If you check and see that a company continues to pay common stock dividends for any amount, you can be assured that the preferred dividends will continue to be paid. Recently, hotel REIT RLJ Lodging Trust (RLJ) slashed its dividend from $0.33 per share down to just one cent. The one penny dividend is your indicator that the dividends on RLJ’s preferred shares are safe.
For some ideas on individual preferreds, here are the three largest holdings of the InfraCap REIT Preferred ETF (PFFR):
The VEREIT, Inc. Preferred F (VER.PF) has a 6.7% coupon rate and currently trades right at the $25 par value, giving a 6.7% current yield.
The underlying company, VEREIT, Inc., is a net lease REIT that owns a $15 billion portfolio of commercial real estate properties.
In May, VEREIT cut its common stock dividend by 44%. That cut does not apply to the preferred shares, and the fact that any common dividend continues assures the preferred share dividends are secure.
The Annaly Capital Management Preferred F (NLY.PF) has a 6.95% coupon rate and a current share price of $21.60.
Since the preferred is trading for less than par, the current yield is 8.0%. Annaly is a finance REIT that owns a leveraged $125 billion portfolio of mortgage-backed securities.
The effects of the pandemic cut profits from Annaly, and on June 10, the common shares dividend was reduced by 12%.
In contrast, preferred shareowners will continue to earn the regular coupon rate.
Monmouth Real Estate Investment Corp.

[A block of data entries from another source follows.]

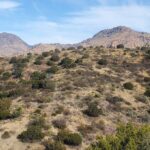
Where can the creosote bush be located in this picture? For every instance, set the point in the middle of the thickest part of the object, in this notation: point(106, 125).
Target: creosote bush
point(5, 109)
point(55, 57)
point(45, 54)
point(69, 138)
point(32, 134)
point(127, 137)
point(102, 62)
point(120, 46)
point(59, 123)
point(52, 70)
point(128, 86)
point(34, 130)
point(49, 145)
point(93, 110)
point(67, 63)
point(147, 92)
point(6, 75)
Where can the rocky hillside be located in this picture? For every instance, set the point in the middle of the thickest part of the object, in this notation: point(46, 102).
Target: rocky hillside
point(11, 45)
point(65, 100)
point(119, 35)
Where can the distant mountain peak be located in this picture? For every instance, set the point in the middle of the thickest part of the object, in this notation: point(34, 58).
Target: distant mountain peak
point(119, 35)
point(11, 44)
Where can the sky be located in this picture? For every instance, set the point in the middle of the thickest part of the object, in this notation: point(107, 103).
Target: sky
point(70, 21)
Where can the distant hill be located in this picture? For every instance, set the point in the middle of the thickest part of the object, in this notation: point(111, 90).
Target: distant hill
point(118, 35)
point(11, 44)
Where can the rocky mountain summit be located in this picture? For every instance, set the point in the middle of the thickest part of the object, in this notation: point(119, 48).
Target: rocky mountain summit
point(11, 44)
point(119, 35)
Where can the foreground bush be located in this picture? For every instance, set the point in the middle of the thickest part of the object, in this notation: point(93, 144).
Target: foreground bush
point(54, 146)
point(93, 110)
point(5, 109)
point(147, 92)
point(32, 134)
point(52, 70)
point(68, 138)
point(128, 86)
point(127, 137)
point(34, 130)
point(120, 46)
point(67, 63)
point(102, 62)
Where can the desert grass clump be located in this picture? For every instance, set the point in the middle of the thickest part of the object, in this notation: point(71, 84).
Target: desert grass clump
point(102, 62)
point(59, 123)
point(67, 63)
point(93, 110)
point(34, 130)
point(128, 86)
point(6, 75)
point(127, 137)
point(49, 145)
point(32, 134)
point(54, 69)
point(5, 135)
point(55, 57)
point(5, 109)
point(147, 92)
point(68, 138)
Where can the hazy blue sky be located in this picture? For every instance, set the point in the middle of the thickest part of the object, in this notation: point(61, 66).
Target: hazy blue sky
point(70, 21)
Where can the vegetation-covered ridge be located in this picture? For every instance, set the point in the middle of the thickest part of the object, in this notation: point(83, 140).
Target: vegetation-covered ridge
point(91, 98)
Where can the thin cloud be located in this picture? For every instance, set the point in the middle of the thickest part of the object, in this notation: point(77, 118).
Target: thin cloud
point(5, 5)
point(79, 26)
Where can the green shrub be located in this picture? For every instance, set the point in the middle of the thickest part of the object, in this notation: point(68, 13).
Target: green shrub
point(67, 63)
point(38, 62)
point(38, 121)
point(128, 86)
point(6, 75)
point(5, 109)
point(45, 54)
point(102, 62)
point(93, 110)
point(5, 135)
point(127, 137)
point(52, 70)
point(120, 46)
point(17, 73)
point(54, 146)
point(16, 113)
point(147, 92)
point(146, 79)
point(59, 123)
point(68, 138)
point(55, 57)
point(50, 63)
point(32, 134)
point(114, 100)
point(38, 76)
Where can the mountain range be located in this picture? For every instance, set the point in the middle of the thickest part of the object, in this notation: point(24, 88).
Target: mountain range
point(11, 44)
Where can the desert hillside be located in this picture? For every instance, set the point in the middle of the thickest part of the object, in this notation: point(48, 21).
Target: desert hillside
point(119, 35)
point(11, 45)
point(91, 98)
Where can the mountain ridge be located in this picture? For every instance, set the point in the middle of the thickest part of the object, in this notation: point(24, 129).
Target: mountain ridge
point(11, 44)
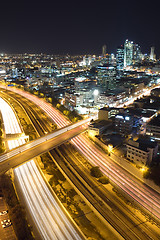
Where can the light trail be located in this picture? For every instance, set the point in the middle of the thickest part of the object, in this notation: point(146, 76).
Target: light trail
point(139, 192)
point(47, 212)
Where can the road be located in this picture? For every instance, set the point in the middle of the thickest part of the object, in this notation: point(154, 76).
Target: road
point(138, 191)
point(22, 154)
point(52, 220)
point(126, 221)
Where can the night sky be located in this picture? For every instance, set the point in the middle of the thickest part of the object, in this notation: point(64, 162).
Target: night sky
point(79, 27)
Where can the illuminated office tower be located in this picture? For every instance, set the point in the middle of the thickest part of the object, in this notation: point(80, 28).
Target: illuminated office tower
point(137, 55)
point(106, 76)
point(128, 53)
point(120, 58)
point(152, 54)
point(104, 50)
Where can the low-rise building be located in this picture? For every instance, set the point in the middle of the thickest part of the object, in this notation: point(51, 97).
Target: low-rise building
point(142, 151)
point(106, 113)
point(97, 128)
point(124, 123)
point(153, 128)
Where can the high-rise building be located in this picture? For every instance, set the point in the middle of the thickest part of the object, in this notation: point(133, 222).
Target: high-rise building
point(104, 50)
point(152, 54)
point(137, 55)
point(107, 76)
point(120, 58)
point(128, 53)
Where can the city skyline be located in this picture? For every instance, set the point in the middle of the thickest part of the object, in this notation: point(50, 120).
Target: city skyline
point(56, 28)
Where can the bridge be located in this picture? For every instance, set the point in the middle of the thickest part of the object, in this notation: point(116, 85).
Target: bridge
point(26, 152)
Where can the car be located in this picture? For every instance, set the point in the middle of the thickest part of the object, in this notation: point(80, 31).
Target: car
point(3, 212)
point(6, 224)
point(5, 221)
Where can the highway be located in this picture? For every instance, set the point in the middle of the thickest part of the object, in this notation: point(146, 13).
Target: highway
point(19, 155)
point(48, 214)
point(126, 226)
point(141, 193)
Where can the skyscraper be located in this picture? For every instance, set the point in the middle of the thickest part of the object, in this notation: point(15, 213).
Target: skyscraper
point(137, 55)
point(128, 53)
point(104, 50)
point(152, 54)
point(107, 76)
point(120, 58)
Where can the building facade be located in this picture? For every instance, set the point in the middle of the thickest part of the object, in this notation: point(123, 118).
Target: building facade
point(141, 152)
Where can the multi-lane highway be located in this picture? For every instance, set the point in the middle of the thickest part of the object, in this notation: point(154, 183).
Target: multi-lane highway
point(122, 179)
point(24, 153)
point(49, 216)
point(141, 193)
point(138, 230)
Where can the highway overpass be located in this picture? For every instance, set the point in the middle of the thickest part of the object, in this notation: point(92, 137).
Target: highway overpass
point(24, 153)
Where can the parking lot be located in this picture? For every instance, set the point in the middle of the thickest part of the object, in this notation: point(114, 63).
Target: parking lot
point(8, 232)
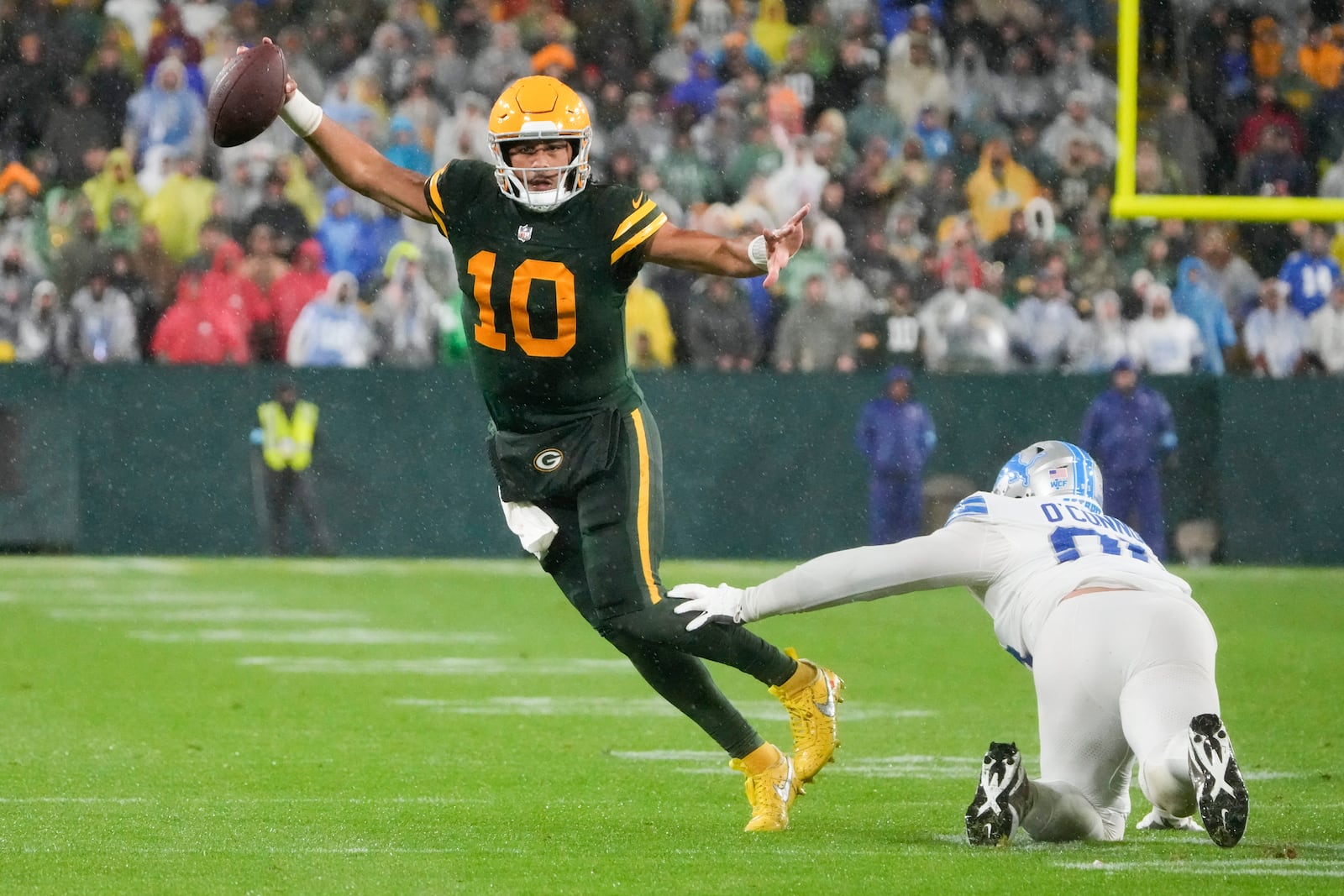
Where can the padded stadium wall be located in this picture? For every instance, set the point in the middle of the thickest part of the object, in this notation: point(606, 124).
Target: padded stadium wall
point(144, 459)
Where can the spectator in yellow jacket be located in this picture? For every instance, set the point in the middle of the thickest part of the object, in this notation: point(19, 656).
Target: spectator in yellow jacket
point(648, 329)
point(1320, 58)
point(998, 188)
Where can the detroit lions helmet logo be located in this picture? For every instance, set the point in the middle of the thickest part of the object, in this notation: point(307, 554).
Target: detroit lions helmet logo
point(1047, 469)
point(549, 459)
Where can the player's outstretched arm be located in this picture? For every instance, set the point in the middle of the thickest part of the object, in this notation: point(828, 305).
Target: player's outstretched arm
point(354, 161)
point(956, 555)
point(741, 257)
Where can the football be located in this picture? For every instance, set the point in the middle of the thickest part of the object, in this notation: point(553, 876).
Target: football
point(246, 94)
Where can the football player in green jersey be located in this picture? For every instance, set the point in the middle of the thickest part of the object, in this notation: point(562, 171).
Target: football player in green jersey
point(546, 258)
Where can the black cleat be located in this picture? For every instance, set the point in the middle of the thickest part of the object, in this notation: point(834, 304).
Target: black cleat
point(1000, 802)
point(1220, 789)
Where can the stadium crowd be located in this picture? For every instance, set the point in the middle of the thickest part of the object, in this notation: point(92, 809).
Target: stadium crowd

Preferred C (MNR.PC) has a 6.125% coupon rate, and a current share price of $24.50, giving a current yield of 6.25%.
Monmouth is an industrial property REIT, a category of commercial real estate that has done well through the COVID-19 crisis.
Industrial properties are the warehouses that online retailers need to hold their inventory and ship products.
In this case, the Monmouth common shares yield less than 5%, while the preferreds pay well over 6%.